A sociologist’s view

The last person I talked to was Camosun sociology teacher Peter Ove. I approached him with a lot of “why” questions about our obsession with weight and looks, hoping to gain a deeper understanding of body-image issues within people, especially women.

I have had several friends with extreme body-image issues and eating disorders. I, along with countless other girls and women, struggle with being happy the way I am. Ove says that from the moment we are born, we’re given expectations to live up to with the simple words, “It’s a girl.” We are encouraged to think about ourselves as being women and being feminine.

“From that early age, women are constantly encouraged to think about themselves in relation to their appearance, which brings us back to eating disorders, how they look at themselves, and the disproportionate emphasis that society places on women’s appearances, as opposed to men’s appearances,” he says.

Ove suggests that a possible reason for this thin-female obsession has to do with a patriarchal society where men still hold the vast majority of the dominant positions. Because of this, women seem more favourable when they take up less space. This theory is used as an argument to prove why weight and body shape affect women and girls so much.

Ove also points out that media is a main contributing factor. It has a significant influence, one that people can’t hope to escape. So often we see movies, TV shows, music videos, and advertisements that feature women being praised for their beauty, which is validated by their relationships with men.

Ove says that by experiencing these stories that the media puts out for us to see, we’re not immediately affected in an obvious way. Each individual absorbs different information at different rates, and eventually we cannot avoid its influence because it’s so deeply ingrained.

Ove says to think about television sitcoms and what we see on them.

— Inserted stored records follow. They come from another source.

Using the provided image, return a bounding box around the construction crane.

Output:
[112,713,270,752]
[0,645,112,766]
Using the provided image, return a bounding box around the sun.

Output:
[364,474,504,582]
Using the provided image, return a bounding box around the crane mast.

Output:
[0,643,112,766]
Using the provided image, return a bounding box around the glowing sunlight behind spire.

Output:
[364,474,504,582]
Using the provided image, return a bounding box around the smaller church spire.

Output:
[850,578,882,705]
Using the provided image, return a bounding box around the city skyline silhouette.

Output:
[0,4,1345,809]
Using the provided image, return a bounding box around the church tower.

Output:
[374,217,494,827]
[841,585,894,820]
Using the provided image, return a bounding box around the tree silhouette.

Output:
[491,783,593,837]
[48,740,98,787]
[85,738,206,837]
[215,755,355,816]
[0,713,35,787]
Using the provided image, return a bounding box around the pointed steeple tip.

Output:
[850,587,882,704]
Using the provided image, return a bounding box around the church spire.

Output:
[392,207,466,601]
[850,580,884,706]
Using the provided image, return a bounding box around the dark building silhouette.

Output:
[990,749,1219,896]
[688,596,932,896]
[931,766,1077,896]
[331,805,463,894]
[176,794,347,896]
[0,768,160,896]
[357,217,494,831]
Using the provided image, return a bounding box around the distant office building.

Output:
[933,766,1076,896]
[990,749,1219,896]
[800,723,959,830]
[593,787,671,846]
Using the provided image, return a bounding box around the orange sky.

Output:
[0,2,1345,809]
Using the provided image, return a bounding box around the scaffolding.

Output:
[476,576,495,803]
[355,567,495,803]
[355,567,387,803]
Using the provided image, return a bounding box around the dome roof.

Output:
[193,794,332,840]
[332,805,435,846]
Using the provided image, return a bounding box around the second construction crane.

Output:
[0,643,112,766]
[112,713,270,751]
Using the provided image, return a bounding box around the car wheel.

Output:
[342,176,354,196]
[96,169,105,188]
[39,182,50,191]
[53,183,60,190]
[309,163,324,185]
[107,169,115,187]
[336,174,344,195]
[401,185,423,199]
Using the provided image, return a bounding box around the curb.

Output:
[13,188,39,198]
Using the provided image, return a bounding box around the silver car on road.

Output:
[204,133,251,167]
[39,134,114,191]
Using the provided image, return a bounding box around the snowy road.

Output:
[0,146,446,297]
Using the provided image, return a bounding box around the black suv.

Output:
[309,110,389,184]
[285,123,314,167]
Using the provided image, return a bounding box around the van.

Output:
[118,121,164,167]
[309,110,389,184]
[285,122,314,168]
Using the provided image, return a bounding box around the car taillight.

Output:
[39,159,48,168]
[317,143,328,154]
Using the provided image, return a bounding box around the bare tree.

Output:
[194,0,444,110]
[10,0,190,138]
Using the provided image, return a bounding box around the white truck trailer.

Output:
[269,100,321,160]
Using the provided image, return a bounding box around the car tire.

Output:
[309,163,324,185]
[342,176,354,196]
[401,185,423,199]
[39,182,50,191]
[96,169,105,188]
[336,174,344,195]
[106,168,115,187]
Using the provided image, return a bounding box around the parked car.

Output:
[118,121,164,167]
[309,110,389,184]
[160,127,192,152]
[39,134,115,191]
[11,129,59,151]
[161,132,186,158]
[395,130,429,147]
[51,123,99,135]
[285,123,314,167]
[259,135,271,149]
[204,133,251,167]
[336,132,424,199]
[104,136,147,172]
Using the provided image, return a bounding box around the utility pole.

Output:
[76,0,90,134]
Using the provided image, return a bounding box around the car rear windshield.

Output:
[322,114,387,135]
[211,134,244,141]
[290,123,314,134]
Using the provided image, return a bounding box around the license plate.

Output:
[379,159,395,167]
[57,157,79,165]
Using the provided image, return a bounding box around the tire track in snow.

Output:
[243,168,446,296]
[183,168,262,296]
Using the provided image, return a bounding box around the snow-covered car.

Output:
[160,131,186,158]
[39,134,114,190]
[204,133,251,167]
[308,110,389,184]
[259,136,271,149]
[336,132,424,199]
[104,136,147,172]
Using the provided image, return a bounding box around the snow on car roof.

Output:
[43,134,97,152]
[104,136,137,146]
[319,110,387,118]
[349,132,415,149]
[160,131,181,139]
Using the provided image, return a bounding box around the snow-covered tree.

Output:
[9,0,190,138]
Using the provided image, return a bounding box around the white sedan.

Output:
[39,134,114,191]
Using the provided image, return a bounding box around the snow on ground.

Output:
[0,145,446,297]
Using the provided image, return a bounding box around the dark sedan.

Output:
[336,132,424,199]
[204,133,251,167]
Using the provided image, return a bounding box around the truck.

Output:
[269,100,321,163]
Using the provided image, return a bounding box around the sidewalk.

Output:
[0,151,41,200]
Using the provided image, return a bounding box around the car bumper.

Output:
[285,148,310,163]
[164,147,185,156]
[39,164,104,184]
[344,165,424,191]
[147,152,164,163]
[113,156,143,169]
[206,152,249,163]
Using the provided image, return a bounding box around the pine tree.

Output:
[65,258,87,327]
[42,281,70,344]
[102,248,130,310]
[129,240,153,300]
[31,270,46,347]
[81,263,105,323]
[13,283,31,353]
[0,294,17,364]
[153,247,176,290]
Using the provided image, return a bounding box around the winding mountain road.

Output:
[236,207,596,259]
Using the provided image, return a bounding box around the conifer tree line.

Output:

We witness young and attractive women together with middle-aged, sometimes out-of-shape men.

“We see this dynamic all of the time where it’s okay for the men to not look as good, according to our societal standards, as the women,” says Ove.

Companies and corporations are starting campaigns that support women of all shapes and sizes, stating that we’re all beautiful. But Ove realizes that they are missing the whole point.

“These kinds of messages, like, ‘You’re beautiful too, even though you’re not super thin,’ still put too much emphasis on the value of women related to their appearance and not related to their skill set or to them as a person,” he says.

As we try to support and comfort women of all body sizes, it’s still about looks and all about weight. We should be celebrating women for the talents, ambitions, personalities, and traits that make them unique as people and as contributors to society, not for their numbers on a scale.

A sad truth: this is unlikely to happen. Not only does it benefit corporations who are selling us products for us to feel bad about ourselves, but this flaw of only accepting and placing value on women for their appearance was the same 100 years ago and long before that. The only thing that has changed is what our society considers beautiful.

Ove says that there’s “not a simple solution to making women feel better about themselves; it’s just not going to be adequate.”

The unlikeliness of any solution is heartbreaking. I don’t want to see people struggle with their bodies anymore. How do we raise our children to respect everyone, despite their looks, and to put more importance on what that person has to offer?

Somewhere out there, Zoe Franke, Kaitlin, and other women like them imagine a better, thinner, more attractive version of themselves.

They want to be that better version, so they will diet, exercise, apply makeup, and curl their hair. Other women want it so bad they turn to starvation, laxatives, binging and purging, and repeating, just to feel acceptable in society.

And I sometimes feel hopeless that women will ever feel acceptable.